Wie keine andere Zeitung hat das hanseatisch-liberale Wochenblatt die Zeitungslandschaft der Bundesrepublik mitgestaltet. Als die ZEIT am 21. Februar 1946 in Startauflage von 25.000 Exemplaren erschien, wollte man nach dem Ende des NS-Regimes die pädagogisch-aufklärerischen Möglichkeiten des Mediums nutzen. An die 500.000 Exemplare finden derzeit jede Woche ihre Leserschaft.

Von Michael Marek | 18.02.2006
    "Als das Ende des Hitler-Regimes vorherzusehen war, habe ich mir wie viele meiner Freunde gesagt: ‚Das letzte Mal vor 1933 haben wir andere Leute, die Politik, machen lassen, haben uns unseren Beruf und Gewerbe gewidmet, haben die Politik interessiert verfolgt, haben aber nicht mitgearbeitet. Und dieses hat zum Untergang geführt.’ Deshalb hab' ich mir damals gesagt: ‚Das nächste Mal bist du in der Politik drin, das nächste Mal suchst du in der Presse drin zu sein, um von der Seite her auf die Nation einwirken zu können."
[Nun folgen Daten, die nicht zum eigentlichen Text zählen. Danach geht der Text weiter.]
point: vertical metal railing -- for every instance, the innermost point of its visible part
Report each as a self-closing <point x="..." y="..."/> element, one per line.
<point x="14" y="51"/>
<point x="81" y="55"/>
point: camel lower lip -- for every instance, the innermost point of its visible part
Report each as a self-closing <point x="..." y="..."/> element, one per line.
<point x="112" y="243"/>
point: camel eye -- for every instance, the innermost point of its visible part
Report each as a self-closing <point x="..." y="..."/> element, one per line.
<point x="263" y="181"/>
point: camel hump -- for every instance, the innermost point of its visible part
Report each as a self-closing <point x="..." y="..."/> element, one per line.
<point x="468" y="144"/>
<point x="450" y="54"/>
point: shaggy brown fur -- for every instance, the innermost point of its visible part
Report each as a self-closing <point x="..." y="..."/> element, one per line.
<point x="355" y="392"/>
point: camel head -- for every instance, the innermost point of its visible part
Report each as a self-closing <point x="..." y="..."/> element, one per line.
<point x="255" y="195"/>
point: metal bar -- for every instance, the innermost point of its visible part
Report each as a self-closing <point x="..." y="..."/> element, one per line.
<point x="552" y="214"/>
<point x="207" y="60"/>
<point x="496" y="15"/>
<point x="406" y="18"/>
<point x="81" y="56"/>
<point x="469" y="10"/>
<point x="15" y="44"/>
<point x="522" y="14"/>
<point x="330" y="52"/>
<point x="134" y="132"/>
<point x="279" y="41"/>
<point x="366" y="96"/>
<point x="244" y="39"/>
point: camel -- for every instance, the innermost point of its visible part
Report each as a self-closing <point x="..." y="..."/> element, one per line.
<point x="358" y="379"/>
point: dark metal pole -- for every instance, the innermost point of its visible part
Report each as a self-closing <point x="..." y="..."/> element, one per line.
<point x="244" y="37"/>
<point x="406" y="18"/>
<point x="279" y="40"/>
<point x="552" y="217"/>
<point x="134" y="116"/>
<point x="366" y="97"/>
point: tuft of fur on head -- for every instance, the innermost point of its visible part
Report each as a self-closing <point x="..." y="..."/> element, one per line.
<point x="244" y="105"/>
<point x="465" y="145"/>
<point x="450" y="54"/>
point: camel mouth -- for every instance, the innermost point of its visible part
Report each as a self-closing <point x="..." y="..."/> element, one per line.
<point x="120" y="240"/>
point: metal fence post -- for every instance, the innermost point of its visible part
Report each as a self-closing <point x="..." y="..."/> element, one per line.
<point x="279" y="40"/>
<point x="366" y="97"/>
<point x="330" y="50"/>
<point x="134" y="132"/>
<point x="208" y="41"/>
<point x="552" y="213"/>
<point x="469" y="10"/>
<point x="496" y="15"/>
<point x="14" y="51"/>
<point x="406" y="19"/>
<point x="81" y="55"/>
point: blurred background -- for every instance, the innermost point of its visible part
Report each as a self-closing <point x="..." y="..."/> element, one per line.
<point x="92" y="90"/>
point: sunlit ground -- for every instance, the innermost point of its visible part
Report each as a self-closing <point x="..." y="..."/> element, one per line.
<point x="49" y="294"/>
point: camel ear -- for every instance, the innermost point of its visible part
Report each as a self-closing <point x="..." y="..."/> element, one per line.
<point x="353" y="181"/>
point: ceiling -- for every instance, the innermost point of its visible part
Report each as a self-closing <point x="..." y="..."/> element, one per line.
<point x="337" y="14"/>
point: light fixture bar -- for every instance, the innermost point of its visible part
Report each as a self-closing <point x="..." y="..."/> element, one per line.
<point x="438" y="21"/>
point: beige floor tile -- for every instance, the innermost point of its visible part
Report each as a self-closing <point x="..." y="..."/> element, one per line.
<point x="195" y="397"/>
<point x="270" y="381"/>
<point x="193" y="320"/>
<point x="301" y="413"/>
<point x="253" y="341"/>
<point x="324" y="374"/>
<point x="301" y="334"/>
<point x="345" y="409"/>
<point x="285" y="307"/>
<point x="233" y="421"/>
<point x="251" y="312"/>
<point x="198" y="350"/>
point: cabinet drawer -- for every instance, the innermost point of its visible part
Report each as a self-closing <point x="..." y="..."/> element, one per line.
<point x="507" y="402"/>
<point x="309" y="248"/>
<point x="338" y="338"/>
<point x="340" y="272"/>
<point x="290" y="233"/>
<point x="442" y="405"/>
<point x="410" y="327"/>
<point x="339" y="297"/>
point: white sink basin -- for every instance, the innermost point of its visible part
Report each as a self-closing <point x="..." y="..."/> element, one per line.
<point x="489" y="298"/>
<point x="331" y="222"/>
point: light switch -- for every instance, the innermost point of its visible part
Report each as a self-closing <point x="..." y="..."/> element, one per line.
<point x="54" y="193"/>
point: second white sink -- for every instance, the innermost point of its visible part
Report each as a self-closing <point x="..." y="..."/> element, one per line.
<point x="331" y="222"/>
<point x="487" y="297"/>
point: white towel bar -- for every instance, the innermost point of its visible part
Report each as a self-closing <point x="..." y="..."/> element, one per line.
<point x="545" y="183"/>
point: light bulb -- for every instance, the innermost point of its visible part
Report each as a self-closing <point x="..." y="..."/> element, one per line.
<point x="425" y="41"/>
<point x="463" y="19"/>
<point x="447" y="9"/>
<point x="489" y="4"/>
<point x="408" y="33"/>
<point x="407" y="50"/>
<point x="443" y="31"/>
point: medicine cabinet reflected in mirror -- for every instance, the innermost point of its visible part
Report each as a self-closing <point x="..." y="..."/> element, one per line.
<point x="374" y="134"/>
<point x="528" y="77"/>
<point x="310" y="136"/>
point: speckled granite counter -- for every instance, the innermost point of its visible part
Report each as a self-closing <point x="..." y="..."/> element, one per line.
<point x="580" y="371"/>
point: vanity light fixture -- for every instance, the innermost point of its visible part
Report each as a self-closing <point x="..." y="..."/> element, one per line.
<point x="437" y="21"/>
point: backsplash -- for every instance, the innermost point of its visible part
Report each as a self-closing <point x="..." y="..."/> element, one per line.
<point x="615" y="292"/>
    Zu den zentralen Themen der ersten Nachkriegsjahre gehören Fragen der Demokratie und die Auseinandersetzung mit der NS-Vergan-genheit. In die Schlagzeilen gerät die ZEIT durch ihre düsteren Nachkriegsreportagen, vor allem durch ihre Kritik an den Alliierten. Dabei erscheint in der Berichterstattung die Besatzungspolitik weitaus schlimmer zu sein als die nationalsozialistischen Verbrechen. In den sechziger Jahren begleitet die ZEIT zwei zentrale Weichenstellungen: das Ende der Ära Adenauers und die Hinwendung zur Ostpolitik unter Bundeskanzler Willy Brandt. Politische Bedeutung erlangt die Wochenzeitung vornehmlich in der Außen- und Sicherheitspolitik. Hier gehört sie zu jenen Kräften, die vor den Folgen des Ost-West-Konfliktes eindringlich warnen. In den Jahren der sozialliberalen Koalition beginnt der Aufstieg der ZEIT als international beachtetes Presseorgan - eine Ära, die mit dem Namen der ersten und einzigen Chefredakteurin des Blattes verbunden ist - Marion Gräfin Dönhoff:

    "Sicherlich haben wir hier nie ein Konzept, das in Paragraphen festgelegt wurde. Das haben wir nie gehabt und hätten wir nie haben wollen, sondern: ... Ich würde sagen Toleranz, Offensein gegen Meinungen aller Art, über Meinungen diskutieren, nicht als Häresie verurteilen von vornherein als irgendwas, weil der anders denkt als es gerade die Regierung möchte, offen sein, Argumente bieten, nicht nur Meinungen, Minderheitenschutz. Das sind so ein paar Werte die man, die man hier pflegt."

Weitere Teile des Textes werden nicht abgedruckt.